Insieme a Esposito, a parlare di amore per grande schermo e ibridazione c’è Mario Martone, in concorso alla Mostra con Qui rido io. «C’è tanta Napoli a Venezia, è già qualche anno che succede ed è grande motivo d’orgoglio. Poi quando abbiamo la fortuna di avere maestri come Martone, Sorrentino, Garrone, tutti ne traiamo beneficio e anche noi attori guadagniamo moltissimo».
Oggi il telefonino è diventato parte integrante del mestiere di un attore: «È anche fonte di lavoro perché attraverso il cellulare sei in contatto con le mail di lavoro, con i familiari, con i social che ormai sono la nuova frontiera della connessione», afferma Esposito. «Sono stato in vacanza qualche giorno fa e avevo sullo smartphone i biglietti dell’aereo, il green pass, le autocertificazioni… E mi sono chiesto: “Ma se perdo ‘sto telefono come faccio?” È una roba che forse sottovalutiamo, ma diamo così tanto al telefono e il telefono dà così tanto a noi… Ma dobbiamo fare attenzione a non renderlo uno strumento centralizzante: dobbiamo saperlo gestire e non farci gestire».

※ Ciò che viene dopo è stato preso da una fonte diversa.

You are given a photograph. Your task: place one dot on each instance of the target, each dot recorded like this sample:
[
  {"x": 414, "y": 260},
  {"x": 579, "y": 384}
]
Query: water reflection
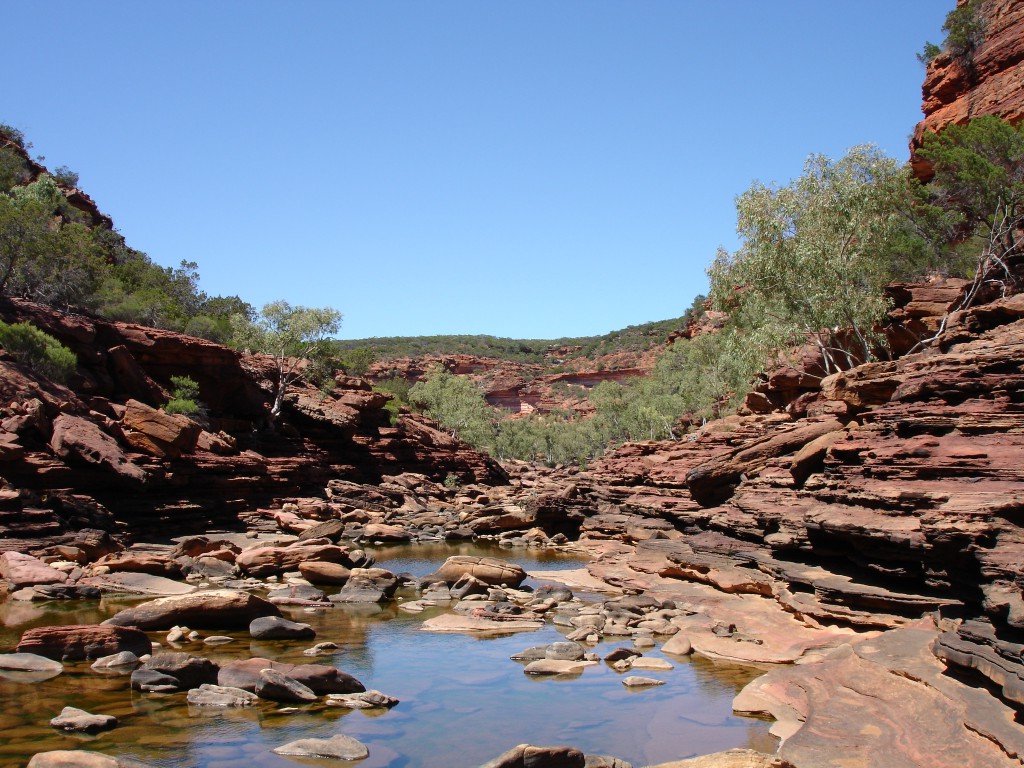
[{"x": 463, "y": 699}]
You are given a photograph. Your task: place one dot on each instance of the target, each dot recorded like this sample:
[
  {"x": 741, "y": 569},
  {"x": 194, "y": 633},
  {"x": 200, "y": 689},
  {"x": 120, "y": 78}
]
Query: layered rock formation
[
  {"x": 100, "y": 454},
  {"x": 987, "y": 81}
]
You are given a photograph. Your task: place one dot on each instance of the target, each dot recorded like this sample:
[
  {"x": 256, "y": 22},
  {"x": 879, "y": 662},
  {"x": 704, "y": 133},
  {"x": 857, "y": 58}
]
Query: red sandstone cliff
[{"x": 990, "y": 82}]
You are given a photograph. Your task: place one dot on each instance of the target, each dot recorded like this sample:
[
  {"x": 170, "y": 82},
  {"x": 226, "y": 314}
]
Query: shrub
[
  {"x": 38, "y": 350},
  {"x": 183, "y": 399}
]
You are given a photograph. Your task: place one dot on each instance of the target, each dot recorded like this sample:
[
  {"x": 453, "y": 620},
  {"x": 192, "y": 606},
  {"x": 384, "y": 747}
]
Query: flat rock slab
[
  {"x": 138, "y": 584},
  {"x": 641, "y": 682},
  {"x": 885, "y": 702},
  {"x": 81, "y": 759},
  {"x": 371, "y": 699},
  {"x": 212, "y": 608},
  {"x": 459, "y": 623},
  {"x": 73, "y": 719},
  {"x": 339, "y": 747},
  {"x": 556, "y": 667},
  {"x": 727, "y": 759},
  {"x": 577, "y": 579},
  {"x": 76, "y": 642},
  {"x": 220, "y": 695}
]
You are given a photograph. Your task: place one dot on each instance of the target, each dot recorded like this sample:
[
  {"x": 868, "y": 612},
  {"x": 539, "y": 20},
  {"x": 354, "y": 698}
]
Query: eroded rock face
[
  {"x": 83, "y": 641},
  {"x": 212, "y": 609},
  {"x": 988, "y": 82}
]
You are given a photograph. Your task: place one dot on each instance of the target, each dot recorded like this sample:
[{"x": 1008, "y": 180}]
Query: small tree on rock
[{"x": 294, "y": 336}]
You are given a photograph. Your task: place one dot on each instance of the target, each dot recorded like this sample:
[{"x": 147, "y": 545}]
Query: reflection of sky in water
[{"x": 463, "y": 700}]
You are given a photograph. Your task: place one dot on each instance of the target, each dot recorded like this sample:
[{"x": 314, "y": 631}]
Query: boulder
[
  {"x": 487, "y": 569},
  {"x": 263, "y": 561},
  {"x": 322, "y": 680},
  {"x": 325, "y": 573},
  {"x": 338, "y": 747},
  {"x": 218, "y": 695},
  {"x": 81, "y": 759},
  {"x": 26, "y": 570},
  {"x": 276, "y": 687},
  {"x": 371, "y": 699},
  {"x": 210, "y": 609},
  {"x": 276, "y": 628},
  {"x": 75, "y": 642},
  {"x": 527, "y": 756},
  {"x": 187, "y": 670},
  {"x": 72, "y": 719},
  {"x": 75, "y": 437},
  {"x": 157, "y": 432},
  {"x": 29, "y": 663},
  {"x": 368, "y": 586}
]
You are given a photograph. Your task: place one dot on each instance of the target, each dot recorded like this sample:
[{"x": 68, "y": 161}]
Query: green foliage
[
  {"x": 456, "y": 402},
  {"x": 184, "y": 396},
  {"x": 181, "y": 406},
  {"x": 356, "y": 360},
  {"x": 38, "y": 350},
  {"x": 296, "y": 337},
  {"x": 65, "y": 176},
  {"x": 965, "y": 28},
  {"x": 815, "y": 257},
  {"x": 977, "y": 197},
  {"x": 547, "y": 351}
]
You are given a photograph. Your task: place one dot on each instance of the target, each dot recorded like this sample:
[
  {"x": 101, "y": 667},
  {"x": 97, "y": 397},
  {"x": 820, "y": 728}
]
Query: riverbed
[{"x": 463, "y": 700}]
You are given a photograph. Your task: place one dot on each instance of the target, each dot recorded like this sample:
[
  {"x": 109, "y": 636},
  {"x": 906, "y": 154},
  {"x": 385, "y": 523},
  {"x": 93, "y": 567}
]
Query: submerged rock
[
  {"x": 72, "y": 719},
  {"x": 212, "y": 608},
  {"x": 338, "y": 747}
]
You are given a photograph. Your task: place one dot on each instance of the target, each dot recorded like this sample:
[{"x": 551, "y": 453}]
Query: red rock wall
[{"x": 991, "y": 83}]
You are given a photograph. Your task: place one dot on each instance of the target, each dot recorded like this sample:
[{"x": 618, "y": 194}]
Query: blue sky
[{"x": 527, "y": 169}]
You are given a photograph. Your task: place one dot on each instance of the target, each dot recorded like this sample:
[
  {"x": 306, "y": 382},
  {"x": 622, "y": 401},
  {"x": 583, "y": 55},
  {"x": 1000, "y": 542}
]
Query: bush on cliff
[{"x": 38, "y": 351}]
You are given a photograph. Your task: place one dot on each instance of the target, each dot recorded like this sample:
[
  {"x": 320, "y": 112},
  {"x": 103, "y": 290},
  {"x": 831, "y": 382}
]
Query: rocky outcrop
[
  {"x": 987, "y": 81},
  {"x": 105, "y": 434}
]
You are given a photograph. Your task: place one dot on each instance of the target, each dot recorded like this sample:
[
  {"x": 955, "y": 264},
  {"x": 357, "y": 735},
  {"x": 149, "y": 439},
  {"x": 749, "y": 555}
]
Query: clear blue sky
[{"x": 537, "y": 168}]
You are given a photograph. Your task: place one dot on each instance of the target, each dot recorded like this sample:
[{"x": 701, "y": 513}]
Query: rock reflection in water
[{"x": 463, "y": 700}]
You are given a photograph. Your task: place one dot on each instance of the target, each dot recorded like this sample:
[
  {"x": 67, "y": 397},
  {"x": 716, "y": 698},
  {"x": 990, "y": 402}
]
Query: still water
[{"x": 463, "y": 701}]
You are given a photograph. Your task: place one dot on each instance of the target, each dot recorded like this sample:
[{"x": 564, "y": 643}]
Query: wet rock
[
  {"x": 276, "y": 628},
  {"x": 487, "y": 569},
  {"x": 264, "y": 561},
  {"x": 728, "y": 759},
  {"x": 555, "y": 667},
  {"x": 297, "y": 594},
  {"x": 650, "y": 664},
  {"x": 76, "y": 642},
  {"x": 679, "y": 645},
  {"x": 151, "y": 681},
  {"x": 468, "y": 585},
  {"x": 123, "y": 662},
  {"x": 187, "y": 670},
  {"x": 68, "y": 592},
  {"x": 567, "y": 651},
  {"x": 217, "y": 695},
  {"x": 641, "y": 682},
  {"x": 371, "y": 699},
  {"x": 72, "y": 719},
  {"x": 527, "y": 756},
  {"x": 368, "y": 586},
  {"x": 325, "y": 573},
  {"x": 276, "y": 687},
  {"x": 321, "y": 679},
  {"x": 212, "y": 608},
  {"x": 338, "y": 747},
  {"x": 81, "y": 759},
  {"x": 29, "y": 663},
  {"x": 26, "y": 570},
  {"x": 622, "y": 653}
]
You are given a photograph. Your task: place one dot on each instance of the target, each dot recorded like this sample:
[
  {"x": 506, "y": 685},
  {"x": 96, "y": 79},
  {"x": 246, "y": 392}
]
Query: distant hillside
[{"x": 636, "y": 339}]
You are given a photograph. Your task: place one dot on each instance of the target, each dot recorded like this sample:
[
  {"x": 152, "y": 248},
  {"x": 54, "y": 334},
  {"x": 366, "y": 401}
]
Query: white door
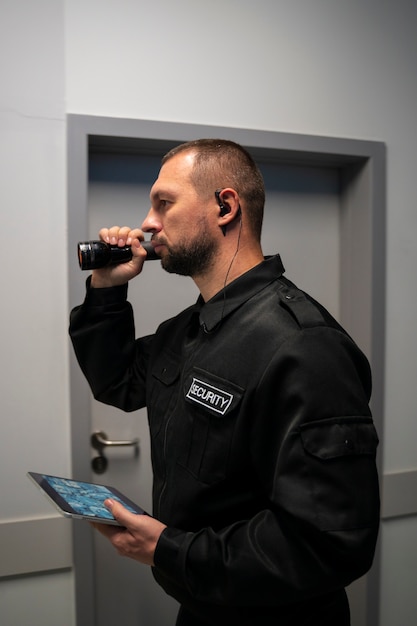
[{"x": 302, "y": 224}]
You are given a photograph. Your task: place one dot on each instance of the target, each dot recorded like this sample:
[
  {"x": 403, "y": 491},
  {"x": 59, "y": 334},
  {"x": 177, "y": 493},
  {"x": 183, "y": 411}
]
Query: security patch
[{"x": 209, "y": 396}]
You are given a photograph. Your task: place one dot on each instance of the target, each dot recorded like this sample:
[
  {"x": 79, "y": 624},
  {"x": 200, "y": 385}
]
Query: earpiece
[{"x": 224, "y": 208}]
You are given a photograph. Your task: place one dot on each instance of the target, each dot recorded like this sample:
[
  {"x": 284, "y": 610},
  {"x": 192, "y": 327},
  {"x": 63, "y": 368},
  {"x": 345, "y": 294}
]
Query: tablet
[{"x": 82, "y": 500}]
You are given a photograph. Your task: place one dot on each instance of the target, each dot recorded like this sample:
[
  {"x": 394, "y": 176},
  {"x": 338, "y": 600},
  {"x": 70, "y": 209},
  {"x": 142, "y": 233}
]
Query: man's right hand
[{"x": 115, "y": 275}]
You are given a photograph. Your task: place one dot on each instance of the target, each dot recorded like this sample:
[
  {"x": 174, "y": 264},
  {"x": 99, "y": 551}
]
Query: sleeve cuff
[{"x": 106, "y": 295}]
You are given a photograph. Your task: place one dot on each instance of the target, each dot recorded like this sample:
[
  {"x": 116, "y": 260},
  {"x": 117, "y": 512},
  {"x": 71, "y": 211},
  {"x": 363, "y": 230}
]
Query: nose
[{"x": 151, "y": 223}]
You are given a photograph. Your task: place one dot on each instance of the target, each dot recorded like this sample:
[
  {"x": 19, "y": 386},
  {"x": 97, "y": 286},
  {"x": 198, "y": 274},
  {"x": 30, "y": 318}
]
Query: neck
[{"x": 226, "y": 268}]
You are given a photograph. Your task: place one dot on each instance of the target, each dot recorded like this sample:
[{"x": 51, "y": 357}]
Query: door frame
[{"x": 362, "y": 168}]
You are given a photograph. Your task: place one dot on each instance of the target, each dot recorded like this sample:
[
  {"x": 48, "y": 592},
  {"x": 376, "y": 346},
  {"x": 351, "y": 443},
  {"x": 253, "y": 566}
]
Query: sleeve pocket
[
  {"x": 339, "y": 456},
  {"x": 331, "y": 439}
]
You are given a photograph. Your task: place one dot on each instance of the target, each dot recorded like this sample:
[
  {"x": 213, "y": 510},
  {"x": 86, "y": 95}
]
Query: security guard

Nella carriera di Salvatore però c’è anche la cara vecchia carta stampata: è in libreria il suo romanzo d’esordio, Lo sciamano. «C’è sempre un’evoluzione costante dentro di me che mi portato a sentire l’esigenza di raccontare non solo i personaggi che creavo e i film a cui lavoravo, ma anche le storie e i personaggi che mi piacerebbe venissero raccontati. Sono un appassionato di tutto ciò che non è spiegabile, ho voluto scrivere questo Christian Costa, uno sciamano esperto in crimini a sfondo esoterico, satanico, un grafologo, un simbolista, uno che cerca sempre di trovare una spiegazione. Ma la cosa bella del libro è che spesso una spiegazione razionale c’è, ma se così razionale non fosse?».

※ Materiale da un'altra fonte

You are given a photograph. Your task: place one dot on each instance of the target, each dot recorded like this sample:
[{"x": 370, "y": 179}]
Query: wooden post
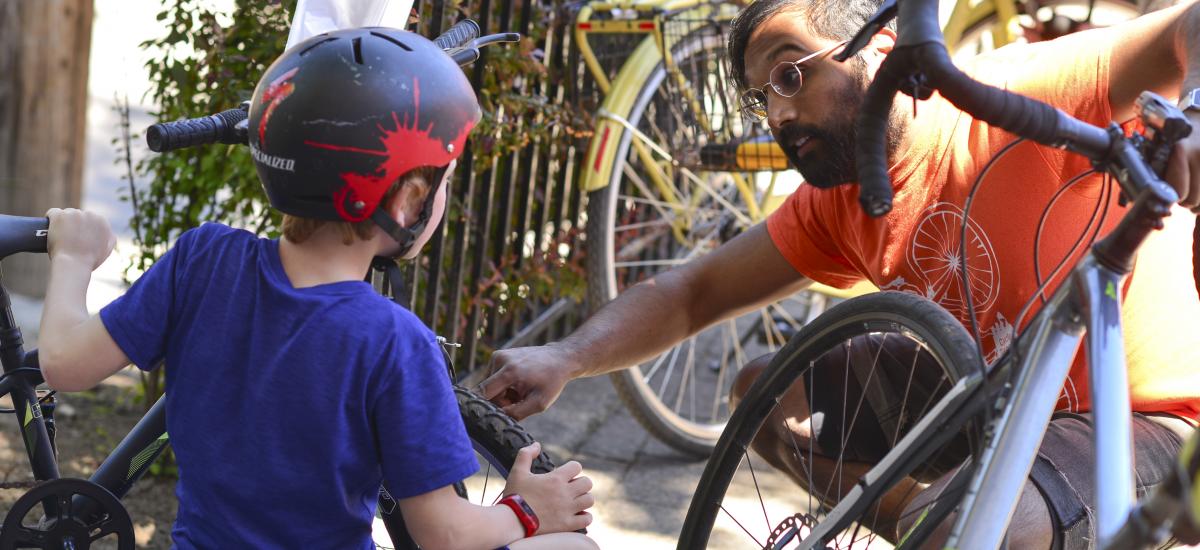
[{"x": 45, "y": 48}]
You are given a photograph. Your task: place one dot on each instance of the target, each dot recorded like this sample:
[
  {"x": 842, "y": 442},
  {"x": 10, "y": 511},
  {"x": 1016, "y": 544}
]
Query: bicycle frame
[
  {"x": 1085, "y": 308},
  {"x": 622, "y": 93},
  {"x": 121, "y": 468}
]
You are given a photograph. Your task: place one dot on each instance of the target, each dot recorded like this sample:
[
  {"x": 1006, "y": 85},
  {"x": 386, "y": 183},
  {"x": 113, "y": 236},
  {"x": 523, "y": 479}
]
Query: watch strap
[
  {"x": 525, "y": 513},
  {"x": 1189, "y": 100}
]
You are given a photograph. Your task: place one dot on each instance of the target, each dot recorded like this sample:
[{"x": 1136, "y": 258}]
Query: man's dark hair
[{"x": 832, "y": 19}]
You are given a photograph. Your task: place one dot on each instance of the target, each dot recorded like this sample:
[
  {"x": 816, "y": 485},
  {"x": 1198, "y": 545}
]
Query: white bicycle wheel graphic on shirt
[{"x": 934, "y": 256}]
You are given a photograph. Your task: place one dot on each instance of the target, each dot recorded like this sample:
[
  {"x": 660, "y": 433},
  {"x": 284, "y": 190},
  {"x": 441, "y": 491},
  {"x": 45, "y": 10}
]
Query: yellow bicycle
[{"x": 673, "y": 171}]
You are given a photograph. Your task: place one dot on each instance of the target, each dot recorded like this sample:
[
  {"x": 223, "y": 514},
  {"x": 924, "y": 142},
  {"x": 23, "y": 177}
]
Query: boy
[{"x": 294, "y": 387}]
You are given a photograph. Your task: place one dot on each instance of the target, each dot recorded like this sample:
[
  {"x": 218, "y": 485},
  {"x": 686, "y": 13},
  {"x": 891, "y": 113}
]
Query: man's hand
[
  {"x": 527, "y": 380},
  {"x": 84, "y": 237},
  {"x": 1183, "y": 167},
  {"x": 559, "y": 497}
]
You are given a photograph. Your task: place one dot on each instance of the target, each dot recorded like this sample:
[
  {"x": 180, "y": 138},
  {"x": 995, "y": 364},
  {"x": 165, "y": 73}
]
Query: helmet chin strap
[{"x": 406, "y": 237}]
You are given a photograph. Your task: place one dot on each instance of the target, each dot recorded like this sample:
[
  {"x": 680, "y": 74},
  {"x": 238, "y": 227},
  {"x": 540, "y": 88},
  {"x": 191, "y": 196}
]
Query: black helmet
[{"x": 340, "y": 117}]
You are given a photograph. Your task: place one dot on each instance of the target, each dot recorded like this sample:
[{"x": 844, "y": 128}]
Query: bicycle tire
[
  {"x": 976, "y": 35},
  {"x": 937, "y": 332},
  {"x": 496, "y": 437},
  {"x": 699, "y": 55}
]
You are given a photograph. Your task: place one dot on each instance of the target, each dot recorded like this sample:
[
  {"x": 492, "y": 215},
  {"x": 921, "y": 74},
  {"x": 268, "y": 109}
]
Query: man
[{"x": 936, "y": 154}]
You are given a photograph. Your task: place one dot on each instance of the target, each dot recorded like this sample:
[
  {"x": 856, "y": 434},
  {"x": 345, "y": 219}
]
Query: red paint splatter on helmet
[
  {"x": 276, "y": 91},
  {"x": 405, "y": 147}
]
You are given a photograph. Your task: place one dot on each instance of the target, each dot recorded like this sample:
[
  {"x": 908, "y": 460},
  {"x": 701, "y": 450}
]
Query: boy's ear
[{"x": 406, "y": 203}]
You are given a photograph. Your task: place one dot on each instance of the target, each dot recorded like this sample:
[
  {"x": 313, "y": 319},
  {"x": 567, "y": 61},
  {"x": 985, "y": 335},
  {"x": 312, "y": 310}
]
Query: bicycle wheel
[
  {"x": 1043, "y": 19},
  {"x": 870, "y": 369},
  {"x": 658, "y": 213},
  {"x": 497, "y": 438}
]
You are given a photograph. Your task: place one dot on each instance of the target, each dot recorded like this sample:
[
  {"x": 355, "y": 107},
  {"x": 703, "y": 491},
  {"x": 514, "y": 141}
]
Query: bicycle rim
[
  {"x": 636, "y": 229},
  {"x": 742, "y": 500}
]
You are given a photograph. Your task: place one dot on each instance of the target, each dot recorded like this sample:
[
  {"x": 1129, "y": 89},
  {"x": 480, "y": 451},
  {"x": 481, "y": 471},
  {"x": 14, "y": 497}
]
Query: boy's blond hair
[{"x": 299, "y": 229}]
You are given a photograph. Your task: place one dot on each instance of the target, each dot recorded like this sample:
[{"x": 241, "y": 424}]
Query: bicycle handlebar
[
  {"x": 23, "y": 234},
  {"x": 919, "y": 65},
  {"x": 457, "y": 35},
  {"x": 227, "y": 126},
  {"x": 461, "y": 41}
]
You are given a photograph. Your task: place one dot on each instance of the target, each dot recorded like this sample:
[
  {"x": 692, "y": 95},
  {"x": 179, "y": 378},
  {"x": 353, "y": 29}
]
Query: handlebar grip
[
  {"x": 220, "y": 127},
  {"x": 457, "y": 35},
  {"x": 871, "y": 157}
]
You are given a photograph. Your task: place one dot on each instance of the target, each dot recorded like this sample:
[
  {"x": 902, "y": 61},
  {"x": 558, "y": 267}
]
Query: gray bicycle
[{"x": 970, "y": 429}]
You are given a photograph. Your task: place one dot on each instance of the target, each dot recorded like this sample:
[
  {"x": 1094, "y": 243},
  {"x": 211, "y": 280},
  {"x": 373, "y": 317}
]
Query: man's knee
[{"x": 745, "y": 377}]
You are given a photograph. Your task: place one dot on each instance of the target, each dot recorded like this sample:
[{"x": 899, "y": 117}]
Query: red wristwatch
[{"x": 525, "y": 513}]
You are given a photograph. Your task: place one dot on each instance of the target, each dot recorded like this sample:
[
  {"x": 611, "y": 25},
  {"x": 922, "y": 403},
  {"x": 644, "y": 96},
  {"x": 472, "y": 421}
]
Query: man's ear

Esposito è anche reduce dall’esperienza interazionale della terza stagione di Fargo, dove ha capito una volta di più la potenza dell’impatto che Gomorra ha avuto negli States, di cui in Italia forse non ci rendiamo davvero conto del tutto. «Posso raccontarti la descrizione del mio agente americano: “La differenza è che tu in Italia vieni visto come un giovane attore italiano, anche bravissimo, mentre all’estero sei una giovane star internazionale. La percezione che si ha di te fuori è quella di un grande talento che ha delle potenzialità enormi, mentre in Italia forse è come se si fossero un po’ abituati alla tua scoperta a forse hanno paura di confrontarsi con il lavoro che hai fatto”. Io cercherò con tutte le mie forze di percorrere entrambe le strade, per rendere i miei personaggi e i miei lavori sempre più esclusivi, valorizzandoli sempre di più, che sia in Italia o all’estero».

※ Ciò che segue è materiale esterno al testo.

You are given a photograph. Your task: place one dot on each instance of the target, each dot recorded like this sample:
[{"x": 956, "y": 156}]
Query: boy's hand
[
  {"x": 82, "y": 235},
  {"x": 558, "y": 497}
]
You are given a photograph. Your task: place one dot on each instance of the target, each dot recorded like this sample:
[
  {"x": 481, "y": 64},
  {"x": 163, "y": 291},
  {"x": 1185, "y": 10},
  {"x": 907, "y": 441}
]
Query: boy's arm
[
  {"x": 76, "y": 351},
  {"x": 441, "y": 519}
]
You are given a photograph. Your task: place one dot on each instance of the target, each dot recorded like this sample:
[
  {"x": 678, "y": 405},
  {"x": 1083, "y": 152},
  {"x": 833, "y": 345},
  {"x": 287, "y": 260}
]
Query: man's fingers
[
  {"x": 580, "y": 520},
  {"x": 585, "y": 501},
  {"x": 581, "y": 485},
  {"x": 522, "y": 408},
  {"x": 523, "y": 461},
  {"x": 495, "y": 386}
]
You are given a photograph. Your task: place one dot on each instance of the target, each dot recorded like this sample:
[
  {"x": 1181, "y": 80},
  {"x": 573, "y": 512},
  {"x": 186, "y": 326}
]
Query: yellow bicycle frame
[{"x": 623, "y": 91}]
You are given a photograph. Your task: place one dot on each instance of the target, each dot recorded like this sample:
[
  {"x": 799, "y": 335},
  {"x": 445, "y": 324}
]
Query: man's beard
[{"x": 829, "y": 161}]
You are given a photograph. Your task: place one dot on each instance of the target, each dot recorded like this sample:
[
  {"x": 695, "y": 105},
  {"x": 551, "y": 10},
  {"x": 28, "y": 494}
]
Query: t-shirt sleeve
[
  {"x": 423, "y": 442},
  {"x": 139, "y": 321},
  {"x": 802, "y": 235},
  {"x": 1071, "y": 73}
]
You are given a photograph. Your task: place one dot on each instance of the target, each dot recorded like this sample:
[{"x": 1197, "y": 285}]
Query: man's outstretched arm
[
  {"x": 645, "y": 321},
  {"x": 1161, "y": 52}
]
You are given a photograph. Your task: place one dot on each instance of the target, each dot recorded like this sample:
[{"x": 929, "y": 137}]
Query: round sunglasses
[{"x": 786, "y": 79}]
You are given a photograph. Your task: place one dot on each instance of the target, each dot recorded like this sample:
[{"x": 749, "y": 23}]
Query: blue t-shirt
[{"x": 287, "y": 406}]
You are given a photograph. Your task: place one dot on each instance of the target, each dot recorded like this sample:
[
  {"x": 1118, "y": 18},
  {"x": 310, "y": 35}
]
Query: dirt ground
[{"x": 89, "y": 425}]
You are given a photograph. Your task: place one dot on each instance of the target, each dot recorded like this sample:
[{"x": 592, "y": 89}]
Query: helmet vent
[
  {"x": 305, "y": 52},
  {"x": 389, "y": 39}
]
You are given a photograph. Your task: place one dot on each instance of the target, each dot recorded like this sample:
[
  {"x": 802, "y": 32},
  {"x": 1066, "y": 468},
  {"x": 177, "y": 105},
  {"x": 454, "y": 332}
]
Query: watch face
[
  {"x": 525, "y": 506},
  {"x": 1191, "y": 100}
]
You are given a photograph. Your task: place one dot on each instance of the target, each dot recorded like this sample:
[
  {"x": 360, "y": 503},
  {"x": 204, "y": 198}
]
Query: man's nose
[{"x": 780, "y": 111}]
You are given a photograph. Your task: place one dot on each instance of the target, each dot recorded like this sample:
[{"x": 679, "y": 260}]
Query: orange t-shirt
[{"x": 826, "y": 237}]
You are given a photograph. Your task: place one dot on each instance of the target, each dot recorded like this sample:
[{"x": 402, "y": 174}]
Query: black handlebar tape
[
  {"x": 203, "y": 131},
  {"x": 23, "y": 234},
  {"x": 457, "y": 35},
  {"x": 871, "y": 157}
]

Tra la serialità di Gomorra e quella di Fargo in termini artistici non ci sono molte differenze, ma «in termini materiali sì: in America il cinema e la serialità sono visti come una grande industria, ci sono budget enormi messi a disposizione dei progetti e i ricavi corrispondono. In Italia invece è un po’ come se continuassimo a lavorare di fino. Faccio sempre un paragone: negli USA l’industry è come una grande boutique di marche di lusso, che quando entri ti lascia a bocca aperta. Noi italiani invece siamo la piccola bottega dell’artigiano che fa piccoli prodotti, ma di grandi qualità».
Ma intanto cosa dobbiamo aspettarci dal finalone di Gomorra (che arriverà finalmente su Sky a novembre)? «Tutto ciò che potrei dirvi non renderebbe quello che saàrà l’ultima stagione della serie più venduta, più vista, più apprezzata all’estero. Non avete idea di quello che vi aspetta».